うちには、マトリが押収した不純物の多いコカインの残りがありまするので、それで勘弁してもらおうと思ったのです。
この前こっそりと置いてきたのが、二十キロ。合計で四十キロ。それで何とかなるんではないかと。 
家にいたのは、Gメンの森田だけでした。
なので、すぐに森田のケータイ番号を教えてもらい、そちらにケータイしやした。
アチキの縛られた姿を見せる必要があるからです。
「助けて。お願い。誘拐された。キッチンにあるコカインを全部こちらの指示に従って、運搬して。純正の奴。キッチンにあるから。お願い」
 アチキは、自分の手を手ぬぐいで縛り、テレビ機能にしたケータイに自分を映し出してもらって、悲痛な叫び声を上げました。

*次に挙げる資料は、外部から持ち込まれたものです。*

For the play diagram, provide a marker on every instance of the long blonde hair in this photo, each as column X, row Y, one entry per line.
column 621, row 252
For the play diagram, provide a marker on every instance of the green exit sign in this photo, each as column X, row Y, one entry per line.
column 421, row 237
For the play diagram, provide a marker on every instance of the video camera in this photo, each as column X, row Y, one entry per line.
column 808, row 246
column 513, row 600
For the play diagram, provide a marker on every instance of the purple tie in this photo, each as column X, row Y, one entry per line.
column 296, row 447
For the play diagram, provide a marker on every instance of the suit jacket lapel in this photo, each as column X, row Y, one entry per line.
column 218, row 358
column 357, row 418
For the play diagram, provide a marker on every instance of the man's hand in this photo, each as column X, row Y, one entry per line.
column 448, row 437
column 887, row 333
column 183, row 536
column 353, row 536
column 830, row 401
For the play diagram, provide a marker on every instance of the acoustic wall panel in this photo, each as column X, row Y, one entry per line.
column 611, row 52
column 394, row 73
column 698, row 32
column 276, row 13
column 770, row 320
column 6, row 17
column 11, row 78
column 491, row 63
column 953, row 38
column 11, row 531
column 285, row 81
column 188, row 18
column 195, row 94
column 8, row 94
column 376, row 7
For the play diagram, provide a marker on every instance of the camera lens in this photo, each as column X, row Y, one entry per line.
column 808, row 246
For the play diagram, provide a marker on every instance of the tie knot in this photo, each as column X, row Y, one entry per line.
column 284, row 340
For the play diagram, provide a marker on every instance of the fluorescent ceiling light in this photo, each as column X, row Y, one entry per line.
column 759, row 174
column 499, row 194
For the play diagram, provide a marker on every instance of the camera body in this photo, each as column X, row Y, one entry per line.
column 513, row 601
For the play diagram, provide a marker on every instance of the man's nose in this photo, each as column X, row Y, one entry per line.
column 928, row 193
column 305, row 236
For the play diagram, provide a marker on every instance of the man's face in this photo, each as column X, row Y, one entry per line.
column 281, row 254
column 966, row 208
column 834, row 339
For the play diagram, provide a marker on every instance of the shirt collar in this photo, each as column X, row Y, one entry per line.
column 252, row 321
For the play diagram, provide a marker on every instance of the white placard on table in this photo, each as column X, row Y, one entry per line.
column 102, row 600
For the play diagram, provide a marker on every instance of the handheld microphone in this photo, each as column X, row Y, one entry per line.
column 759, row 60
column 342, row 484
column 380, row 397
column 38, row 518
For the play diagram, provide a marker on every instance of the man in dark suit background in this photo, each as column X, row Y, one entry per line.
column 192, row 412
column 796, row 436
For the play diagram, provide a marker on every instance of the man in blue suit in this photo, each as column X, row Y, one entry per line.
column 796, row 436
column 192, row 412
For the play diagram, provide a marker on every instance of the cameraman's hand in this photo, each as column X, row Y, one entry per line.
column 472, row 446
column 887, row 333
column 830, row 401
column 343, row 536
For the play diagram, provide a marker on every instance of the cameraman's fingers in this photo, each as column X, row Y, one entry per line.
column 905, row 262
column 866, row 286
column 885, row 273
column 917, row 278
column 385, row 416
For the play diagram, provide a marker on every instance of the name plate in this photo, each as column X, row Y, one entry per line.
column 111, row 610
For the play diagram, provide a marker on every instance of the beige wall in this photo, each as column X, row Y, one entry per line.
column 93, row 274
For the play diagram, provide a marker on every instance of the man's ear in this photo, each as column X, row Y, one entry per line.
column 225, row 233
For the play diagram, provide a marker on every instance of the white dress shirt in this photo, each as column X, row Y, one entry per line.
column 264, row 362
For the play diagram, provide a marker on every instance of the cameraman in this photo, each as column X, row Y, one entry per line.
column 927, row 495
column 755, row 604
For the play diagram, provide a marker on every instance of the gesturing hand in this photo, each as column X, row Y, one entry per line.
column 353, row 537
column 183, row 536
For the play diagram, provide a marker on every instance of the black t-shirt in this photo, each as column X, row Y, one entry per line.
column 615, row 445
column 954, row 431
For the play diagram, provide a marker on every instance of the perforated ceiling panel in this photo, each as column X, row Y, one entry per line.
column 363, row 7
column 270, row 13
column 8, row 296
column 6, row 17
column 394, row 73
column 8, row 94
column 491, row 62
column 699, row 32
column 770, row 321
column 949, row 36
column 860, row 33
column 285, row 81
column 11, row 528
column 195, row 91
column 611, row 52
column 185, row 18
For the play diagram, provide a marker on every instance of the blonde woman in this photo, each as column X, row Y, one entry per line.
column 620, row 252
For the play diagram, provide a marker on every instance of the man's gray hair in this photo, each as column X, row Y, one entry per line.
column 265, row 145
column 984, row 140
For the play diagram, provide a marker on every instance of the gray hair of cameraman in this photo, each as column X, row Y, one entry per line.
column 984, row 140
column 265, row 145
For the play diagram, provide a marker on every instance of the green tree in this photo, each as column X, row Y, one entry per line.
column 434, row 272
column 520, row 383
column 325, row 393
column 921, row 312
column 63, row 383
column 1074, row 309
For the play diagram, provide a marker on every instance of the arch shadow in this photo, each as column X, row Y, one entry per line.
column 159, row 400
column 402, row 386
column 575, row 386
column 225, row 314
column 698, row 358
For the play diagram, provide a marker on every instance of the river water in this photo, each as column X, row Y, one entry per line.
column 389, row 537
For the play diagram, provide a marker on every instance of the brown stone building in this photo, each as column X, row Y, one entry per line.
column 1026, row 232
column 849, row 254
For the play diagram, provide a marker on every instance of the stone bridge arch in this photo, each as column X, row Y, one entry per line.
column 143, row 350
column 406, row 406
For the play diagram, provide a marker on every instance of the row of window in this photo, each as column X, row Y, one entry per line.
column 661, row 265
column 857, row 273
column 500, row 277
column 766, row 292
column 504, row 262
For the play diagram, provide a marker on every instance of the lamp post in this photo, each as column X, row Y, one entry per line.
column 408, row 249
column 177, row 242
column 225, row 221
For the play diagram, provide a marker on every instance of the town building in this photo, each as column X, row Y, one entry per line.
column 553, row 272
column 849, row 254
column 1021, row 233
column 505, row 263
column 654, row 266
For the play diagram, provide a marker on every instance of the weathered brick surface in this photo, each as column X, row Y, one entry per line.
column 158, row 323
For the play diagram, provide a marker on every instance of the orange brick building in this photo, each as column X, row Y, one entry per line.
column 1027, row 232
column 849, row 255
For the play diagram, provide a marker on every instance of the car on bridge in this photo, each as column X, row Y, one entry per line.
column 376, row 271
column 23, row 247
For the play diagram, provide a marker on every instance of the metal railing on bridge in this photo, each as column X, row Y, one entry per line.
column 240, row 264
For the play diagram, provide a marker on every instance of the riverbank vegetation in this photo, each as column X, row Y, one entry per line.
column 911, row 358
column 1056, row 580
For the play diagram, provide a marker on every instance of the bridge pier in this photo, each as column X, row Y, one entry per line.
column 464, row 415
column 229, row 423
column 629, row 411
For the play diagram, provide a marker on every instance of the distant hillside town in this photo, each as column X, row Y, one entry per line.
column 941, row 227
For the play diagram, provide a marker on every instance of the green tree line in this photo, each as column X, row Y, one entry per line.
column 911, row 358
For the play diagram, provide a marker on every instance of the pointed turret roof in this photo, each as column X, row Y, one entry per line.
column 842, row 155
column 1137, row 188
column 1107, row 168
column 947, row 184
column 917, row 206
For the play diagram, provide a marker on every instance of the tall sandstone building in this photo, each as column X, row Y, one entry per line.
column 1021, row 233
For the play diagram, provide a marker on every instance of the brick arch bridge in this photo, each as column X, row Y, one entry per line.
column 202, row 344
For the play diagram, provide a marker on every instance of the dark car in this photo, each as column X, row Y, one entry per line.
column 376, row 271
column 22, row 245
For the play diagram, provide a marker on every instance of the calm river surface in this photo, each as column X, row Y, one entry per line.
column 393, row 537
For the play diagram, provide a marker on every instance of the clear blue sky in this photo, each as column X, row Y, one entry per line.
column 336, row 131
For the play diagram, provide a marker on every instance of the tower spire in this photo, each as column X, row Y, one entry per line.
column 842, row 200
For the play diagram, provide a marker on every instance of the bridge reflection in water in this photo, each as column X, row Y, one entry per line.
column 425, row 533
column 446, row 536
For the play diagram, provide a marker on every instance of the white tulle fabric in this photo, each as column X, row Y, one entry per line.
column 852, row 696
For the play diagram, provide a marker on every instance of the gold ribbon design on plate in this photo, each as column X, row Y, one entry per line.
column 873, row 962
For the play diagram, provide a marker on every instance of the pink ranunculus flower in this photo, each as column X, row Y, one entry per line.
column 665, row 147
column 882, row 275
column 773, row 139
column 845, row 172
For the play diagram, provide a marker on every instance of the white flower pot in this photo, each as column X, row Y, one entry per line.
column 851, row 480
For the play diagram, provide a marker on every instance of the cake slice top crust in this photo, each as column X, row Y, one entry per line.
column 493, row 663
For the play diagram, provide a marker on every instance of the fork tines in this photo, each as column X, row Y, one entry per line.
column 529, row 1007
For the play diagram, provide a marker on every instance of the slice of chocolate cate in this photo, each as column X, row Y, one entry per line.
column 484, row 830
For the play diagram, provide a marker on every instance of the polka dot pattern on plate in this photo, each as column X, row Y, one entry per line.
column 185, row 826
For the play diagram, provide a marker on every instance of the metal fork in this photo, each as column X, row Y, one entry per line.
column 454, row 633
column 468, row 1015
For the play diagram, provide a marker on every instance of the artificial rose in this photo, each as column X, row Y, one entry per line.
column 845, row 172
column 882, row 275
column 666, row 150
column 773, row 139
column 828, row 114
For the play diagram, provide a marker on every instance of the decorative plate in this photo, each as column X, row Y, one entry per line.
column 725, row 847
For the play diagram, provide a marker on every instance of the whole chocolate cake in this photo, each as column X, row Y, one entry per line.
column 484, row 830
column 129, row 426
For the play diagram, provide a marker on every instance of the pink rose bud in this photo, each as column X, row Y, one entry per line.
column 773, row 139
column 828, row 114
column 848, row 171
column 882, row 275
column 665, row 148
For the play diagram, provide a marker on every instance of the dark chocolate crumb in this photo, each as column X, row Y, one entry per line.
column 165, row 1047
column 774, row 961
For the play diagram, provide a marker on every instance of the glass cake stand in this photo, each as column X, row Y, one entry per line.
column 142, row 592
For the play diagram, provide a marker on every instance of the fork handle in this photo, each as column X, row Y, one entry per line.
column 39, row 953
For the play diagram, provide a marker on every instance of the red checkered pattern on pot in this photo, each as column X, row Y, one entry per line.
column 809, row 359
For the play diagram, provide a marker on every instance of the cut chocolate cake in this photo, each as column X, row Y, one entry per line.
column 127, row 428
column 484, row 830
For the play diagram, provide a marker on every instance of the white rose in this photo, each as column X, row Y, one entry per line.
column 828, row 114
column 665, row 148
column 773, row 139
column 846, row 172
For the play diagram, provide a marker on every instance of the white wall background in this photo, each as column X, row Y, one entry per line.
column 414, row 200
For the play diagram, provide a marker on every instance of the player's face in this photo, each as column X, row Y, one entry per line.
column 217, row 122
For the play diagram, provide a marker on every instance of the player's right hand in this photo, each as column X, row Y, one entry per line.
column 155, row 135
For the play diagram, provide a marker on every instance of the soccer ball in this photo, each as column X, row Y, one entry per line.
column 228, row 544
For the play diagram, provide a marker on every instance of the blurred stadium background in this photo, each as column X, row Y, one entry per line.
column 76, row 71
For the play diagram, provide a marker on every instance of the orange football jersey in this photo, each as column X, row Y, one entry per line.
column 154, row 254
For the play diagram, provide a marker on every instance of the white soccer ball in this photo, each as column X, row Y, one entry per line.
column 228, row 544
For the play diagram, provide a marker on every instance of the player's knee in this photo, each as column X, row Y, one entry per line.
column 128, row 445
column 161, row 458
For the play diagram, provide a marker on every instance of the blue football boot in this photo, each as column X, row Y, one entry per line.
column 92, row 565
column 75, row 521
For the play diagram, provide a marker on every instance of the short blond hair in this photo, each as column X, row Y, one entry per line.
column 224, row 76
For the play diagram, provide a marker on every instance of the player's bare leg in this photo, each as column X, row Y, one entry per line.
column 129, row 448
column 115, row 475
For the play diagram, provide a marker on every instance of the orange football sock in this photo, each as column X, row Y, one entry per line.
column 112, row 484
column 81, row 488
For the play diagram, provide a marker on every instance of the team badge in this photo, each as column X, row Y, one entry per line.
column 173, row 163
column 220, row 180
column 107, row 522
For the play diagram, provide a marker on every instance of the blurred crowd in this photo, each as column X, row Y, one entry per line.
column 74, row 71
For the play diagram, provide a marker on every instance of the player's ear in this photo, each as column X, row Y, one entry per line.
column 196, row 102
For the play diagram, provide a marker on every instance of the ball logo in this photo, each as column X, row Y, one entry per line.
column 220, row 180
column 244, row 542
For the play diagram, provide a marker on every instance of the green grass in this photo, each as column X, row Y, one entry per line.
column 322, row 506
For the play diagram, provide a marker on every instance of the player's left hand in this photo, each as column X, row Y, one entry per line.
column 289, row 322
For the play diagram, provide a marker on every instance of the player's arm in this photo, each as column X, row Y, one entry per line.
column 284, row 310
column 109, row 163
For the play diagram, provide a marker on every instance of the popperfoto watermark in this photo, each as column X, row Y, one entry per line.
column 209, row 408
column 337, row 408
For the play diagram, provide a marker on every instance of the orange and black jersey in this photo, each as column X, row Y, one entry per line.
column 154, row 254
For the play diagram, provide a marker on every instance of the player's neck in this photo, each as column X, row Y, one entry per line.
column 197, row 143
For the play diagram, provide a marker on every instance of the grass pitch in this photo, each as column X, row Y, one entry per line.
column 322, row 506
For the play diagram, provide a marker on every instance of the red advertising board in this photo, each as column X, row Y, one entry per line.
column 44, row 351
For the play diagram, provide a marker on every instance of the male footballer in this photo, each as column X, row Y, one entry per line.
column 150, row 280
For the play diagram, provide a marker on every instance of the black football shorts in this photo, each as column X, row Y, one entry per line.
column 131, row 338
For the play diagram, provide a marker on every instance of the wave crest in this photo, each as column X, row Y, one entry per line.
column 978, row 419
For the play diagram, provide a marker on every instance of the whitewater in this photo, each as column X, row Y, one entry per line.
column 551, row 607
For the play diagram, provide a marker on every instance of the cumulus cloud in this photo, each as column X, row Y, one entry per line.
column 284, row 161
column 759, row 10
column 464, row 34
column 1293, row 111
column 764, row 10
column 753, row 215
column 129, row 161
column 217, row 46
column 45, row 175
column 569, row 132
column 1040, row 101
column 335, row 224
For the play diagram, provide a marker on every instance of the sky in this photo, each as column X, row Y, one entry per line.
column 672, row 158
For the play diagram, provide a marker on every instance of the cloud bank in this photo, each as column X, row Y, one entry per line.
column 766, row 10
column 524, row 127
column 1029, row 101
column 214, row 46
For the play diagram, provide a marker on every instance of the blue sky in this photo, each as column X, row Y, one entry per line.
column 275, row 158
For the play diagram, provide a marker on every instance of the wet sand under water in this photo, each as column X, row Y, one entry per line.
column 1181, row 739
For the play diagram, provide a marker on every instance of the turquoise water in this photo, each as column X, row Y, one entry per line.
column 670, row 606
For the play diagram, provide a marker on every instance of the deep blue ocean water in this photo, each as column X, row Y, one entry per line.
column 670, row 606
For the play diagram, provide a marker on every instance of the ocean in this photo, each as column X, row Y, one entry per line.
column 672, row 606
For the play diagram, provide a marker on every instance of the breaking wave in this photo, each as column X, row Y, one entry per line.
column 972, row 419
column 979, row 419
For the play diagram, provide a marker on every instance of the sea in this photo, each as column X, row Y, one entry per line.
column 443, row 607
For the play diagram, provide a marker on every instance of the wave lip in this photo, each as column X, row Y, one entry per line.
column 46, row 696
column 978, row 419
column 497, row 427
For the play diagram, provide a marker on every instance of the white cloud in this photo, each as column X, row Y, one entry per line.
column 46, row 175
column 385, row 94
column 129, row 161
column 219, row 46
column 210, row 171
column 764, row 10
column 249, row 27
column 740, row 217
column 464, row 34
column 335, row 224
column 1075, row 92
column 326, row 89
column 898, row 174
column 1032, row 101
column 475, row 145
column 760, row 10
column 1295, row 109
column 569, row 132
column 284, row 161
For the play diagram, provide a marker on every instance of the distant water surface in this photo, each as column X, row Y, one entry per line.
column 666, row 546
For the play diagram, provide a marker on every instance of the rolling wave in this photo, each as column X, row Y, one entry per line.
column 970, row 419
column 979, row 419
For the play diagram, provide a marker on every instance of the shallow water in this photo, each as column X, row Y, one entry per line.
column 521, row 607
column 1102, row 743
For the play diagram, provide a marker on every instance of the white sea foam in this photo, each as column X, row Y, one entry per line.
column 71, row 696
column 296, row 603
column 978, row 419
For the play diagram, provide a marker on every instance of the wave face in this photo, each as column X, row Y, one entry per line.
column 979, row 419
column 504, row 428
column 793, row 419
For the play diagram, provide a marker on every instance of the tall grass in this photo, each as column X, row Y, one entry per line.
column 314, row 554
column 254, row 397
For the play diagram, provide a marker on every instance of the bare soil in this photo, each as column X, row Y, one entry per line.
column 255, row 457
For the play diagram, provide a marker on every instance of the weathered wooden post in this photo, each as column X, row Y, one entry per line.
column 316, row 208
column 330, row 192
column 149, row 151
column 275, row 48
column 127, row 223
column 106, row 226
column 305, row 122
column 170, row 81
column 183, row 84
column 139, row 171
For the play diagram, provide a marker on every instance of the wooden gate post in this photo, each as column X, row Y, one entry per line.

ここまでしなくても、と最初は思いましたが、森田が不審に思って、運搬をしてくれなかったら、この老侠客ともども、アチキも腹をかっさばかなきゃならねえと思ったからでやんす。
アチキの演技を本当の思ったのか、森田は、最初はぎょっとした眼でケータイをにらんでおりやしたが、やがて、
「わかった。キッチンにある純正の奴だね」
と呟きました。
かなり長く考えておったようでしたが、一応、了承してくれたのでほっとしました。
アチキはそこで、老侠客と一緒に考えた方法を伝えやした。
「横浜近辺を車で周回して欲しいの。こっちで、警察の尾行がないのを確認して、大丈夫だったら、OKを出すから、最後は三渓園にもっていって欲しいの」
「その後は、どうするんだい?」
「それは、後から教えるでやす」
 老侠客が、いきなり、ボイス・チェンジャーを使って、横から声を挟みやした。
任侠言葉になっているんで、ボイス・チェンジャーはあまり役に立っているとは思えぬのでありんすが。
 アチキが戸惑っておると、森田から応え(いらえ)がきやした。
「了解。じゃあ、出発するときにまた報せる。次も僕のケータイに連絡して」
 それでケータイはそそくさと切れました。
「それでは、早速、三渓園の近くの高いビルの屋上に移動いたしやしょう。ここは、八景島の傍で、ちと、遠すぎやすから」
老侠客が、老人とは思えぬすばやさで、立ち上がりやした。

追伸。昨日はうれしかったでやんす。旅番組で、パンチ佐藤とジェローラモが出ていて、14チャンネルにまわしたら、クリスチャン・ベールがでていたのですから。